Клональное микроразмножение и оздоровление растений
Автор: Пользователь скрыл имя, 12 Октября 2014 в 10:59, реферат
Краткое описание
Достижения в области культуры клеток и тканей привели к созданию принципиально нового метода вегетативного размножения - клонального микроразмножения.

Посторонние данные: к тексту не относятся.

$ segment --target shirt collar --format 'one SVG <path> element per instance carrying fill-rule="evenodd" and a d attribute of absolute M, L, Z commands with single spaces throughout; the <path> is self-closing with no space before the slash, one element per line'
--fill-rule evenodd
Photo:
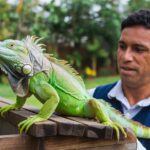
<path fill-rule="evenodd" d="M 119 80 L 117 84 L 110 90 L 108 93 L 109 98 L 115 98 L 116 100 L 120 101 L 122 105 L 124 105 L 126 108 L 131 108 L 127 98 L 124 96 L 122 91 L 122 82 Z M 147 107 L 150 106 L 150 97 L 143 99 L 136 103 L 132 107 Z"/>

Клональное микроразмножение - получение in vitro, неполовым путем, генетически идентичных исходному экземпляру растений.
Оглавление
1. Введение 2. Факторы, влияющие на процесс клонального микроразмножения; 3. Этапы микроклонального размножения растений; 4. Методы микроклонального размножения; 5. Оздоровление посадочного материала от вирусов методами хемотерапии и термотерапии; 6. Клональное микроразмножение декоративных, плодово-ягодных и хвойных растений; 7. Заключение; 8. Список использованной литературы.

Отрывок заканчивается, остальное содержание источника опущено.